The course is taught by Sridhar Rao, an adjunct professor in entrepreneurship and innovation with experience in venture capital and corporate innovation at companies including Meta and Samsung. Rao structures CRWN 102 as a simulated organization called Project TerraForma; students join the company’s organizational chart on day one and set industry-style Objectives and Key Results to guide their quarter-long work.

Rantala and Howard accepted a geospatial challenge from the Overture Maps Foundation: most navigation apps can locate a building but not reliably indicate where to enter it. To tackle that, the team used about 750 street-level images from Mapillary to train a YOLOv8 object-detection model with the goal of detecting entrances and linking each detected entrance to the correct structure.

Uc Santa Cruz students in Corporate Innovation Laboratory

CRWN 102 is part of Crown’s Innovation & Entrepreneurship Certificate and pushes students to engage directly with engineers and leaders from partner organizations. Howard said the class focused on solving problems industry partners care about rather than only finding a single correct answer, and Rantala noted students were graded on meeting self-set goals and adapting when experiments failed.

Industry partners supply real challenges

Rao explained that many challenges come from companies that recognize important problems but lack the bandwidth to prioritize them. In the course, students refine OKRs throughout the quarter and present at the end of the term to representatives from sponsoring companies, giving corporate partners a look at exploratory solutions.

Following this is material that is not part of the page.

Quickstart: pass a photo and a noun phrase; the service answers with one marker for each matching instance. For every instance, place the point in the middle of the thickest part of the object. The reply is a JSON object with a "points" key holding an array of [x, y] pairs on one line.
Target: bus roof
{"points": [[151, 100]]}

Training a model to find building entrances

For the Overture Maps Foundation project, the student team worked with a curated dataset of roughly 750 Mapillary images to train a YOLOv8 model aimed at detecting building entrances in street-level imagery and associating each detected entrance with the correct building footprint—addressing a concrete navigation shortcoming in urban settings.

At the end of the term, students in CRWN 102 present their findings and deliverables to sponsoring companies, giving industry partners a direct view of how the class’s prototypes and experiments might inform real-world mapping and navigation products.